Guido suit son frère et devient Fra Giovanni chez les dominicains observants. Observant, ça veut dire pauvre total et plutôt du genre ascétique. Vous lui donnez une tomate il tient trois semaines et en plus, il est content. Côté art, il touche sa bille. En gros avant lui, on faisait des fresques et des tableaux un poil tristounes, hyper codifiés, sans profondeur. Lui, d’abord formé à l’enluminure, s’enflamme, veut que son art fini donne à voir et à comprendre l’infini de Dieu. Vas-y la lumière, vas-y la couleur, vas-y la perspective, sous son pinceau les mystères deviennent éclatants. Fra Giovanni, c’est Saint Thomas d’Aquin mais en peintre. Il se lâche sur les murs des cellules, des chapelles et des églises. Banksy (artiste de street art anonyme NDRL) à côté c’est de la gnognotte.

Pas moyen de lui faire peindre autre chose que des sujets spirituels. Son don est tout entier dédié à l’annonce de l’Evangile. Alors qu’il y avait moyen de se faire un paquet de blé en déviant façon Jeff Koons. Mais ça ne l’intéresse pas, son truc c’est le Ciel.

Patron des artistes

Le gars est brillant et apprécié. Il côtoie le Pape qui, lassé de son papier peint so XIVème, lui fait refaire ses appartements, pourtant il ne prend pas le melon. Quand on lui passe une commande il renvoie à son supérieur, il refuse de devenir évêque de Florence alors qu’on le sentait bien capable et quand ses frères font n’importe quoi, genre s’enquiller une tomate ET un raisin sec, il sourit. Jamais de colère, tout dans la douceur, la bienveillance et l’observance. Il avait « un talent rare et parfait », pour la peinture comme pour la charité.

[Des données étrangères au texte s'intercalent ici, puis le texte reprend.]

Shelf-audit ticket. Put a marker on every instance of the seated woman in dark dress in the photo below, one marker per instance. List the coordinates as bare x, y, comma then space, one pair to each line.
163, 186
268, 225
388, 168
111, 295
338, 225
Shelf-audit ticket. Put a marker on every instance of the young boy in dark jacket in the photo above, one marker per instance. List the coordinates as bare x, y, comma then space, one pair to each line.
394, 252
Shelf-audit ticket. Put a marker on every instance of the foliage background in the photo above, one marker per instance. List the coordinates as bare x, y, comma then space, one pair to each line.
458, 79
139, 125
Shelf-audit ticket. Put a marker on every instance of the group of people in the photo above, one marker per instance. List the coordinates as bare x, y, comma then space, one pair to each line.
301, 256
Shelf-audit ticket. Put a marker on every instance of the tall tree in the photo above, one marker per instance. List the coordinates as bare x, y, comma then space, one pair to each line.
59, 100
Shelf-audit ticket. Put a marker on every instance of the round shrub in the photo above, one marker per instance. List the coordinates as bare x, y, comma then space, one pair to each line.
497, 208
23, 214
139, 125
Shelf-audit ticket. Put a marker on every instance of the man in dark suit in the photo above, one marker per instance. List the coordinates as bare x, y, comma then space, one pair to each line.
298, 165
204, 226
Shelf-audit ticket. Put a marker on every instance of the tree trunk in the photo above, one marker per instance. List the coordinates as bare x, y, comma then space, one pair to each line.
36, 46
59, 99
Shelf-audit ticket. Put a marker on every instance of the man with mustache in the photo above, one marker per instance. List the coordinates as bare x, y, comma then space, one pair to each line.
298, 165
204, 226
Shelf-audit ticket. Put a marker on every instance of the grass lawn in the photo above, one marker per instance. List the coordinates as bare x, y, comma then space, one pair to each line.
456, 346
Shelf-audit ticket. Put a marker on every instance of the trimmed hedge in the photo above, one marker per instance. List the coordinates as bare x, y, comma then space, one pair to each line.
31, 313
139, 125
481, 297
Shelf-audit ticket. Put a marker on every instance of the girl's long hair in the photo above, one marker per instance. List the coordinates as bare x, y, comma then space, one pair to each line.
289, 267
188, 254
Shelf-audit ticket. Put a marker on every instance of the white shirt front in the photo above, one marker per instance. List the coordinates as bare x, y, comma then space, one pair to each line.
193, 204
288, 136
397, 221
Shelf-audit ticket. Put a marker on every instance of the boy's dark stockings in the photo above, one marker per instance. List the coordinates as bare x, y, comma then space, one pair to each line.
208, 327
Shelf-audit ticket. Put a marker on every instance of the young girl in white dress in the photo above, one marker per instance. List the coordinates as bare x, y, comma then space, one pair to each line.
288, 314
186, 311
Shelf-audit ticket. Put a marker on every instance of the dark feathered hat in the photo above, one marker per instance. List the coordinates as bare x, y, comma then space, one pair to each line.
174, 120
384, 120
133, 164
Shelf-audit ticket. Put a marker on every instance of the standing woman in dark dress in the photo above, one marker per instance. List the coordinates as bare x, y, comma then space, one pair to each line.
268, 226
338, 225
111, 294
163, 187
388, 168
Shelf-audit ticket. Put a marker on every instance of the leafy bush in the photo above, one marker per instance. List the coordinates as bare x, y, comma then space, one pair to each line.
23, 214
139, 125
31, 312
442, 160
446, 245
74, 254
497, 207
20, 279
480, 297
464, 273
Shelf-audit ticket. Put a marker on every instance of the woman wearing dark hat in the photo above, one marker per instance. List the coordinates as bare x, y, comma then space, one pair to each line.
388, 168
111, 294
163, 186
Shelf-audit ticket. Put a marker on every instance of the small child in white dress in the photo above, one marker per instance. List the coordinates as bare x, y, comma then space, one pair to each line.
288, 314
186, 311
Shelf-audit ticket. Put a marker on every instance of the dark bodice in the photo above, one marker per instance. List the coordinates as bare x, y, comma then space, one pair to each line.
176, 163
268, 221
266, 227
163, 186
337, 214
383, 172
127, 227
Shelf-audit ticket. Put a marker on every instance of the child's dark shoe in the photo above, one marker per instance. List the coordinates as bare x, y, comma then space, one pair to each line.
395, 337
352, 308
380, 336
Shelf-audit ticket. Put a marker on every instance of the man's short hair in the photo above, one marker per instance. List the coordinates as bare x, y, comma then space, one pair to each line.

Dès sa mort à Rome, on l’appelle Beato Angelico, « l’angélique ». C’est pourtant seulement en 1982 que Jean-Paul II le déclarera Bienheureux puis patron universel des artistes en 1984. A l’occasion, si vous cherchez un intercesseur pour mettre vos talents au service de l’Evangile, vous pouvez passer prier sur sa tombe à Santa Maria sopra Minerva, derrière le Panthéon, à deux pas de celle de Sainte Catherine de Sienne, ça vaut le détour.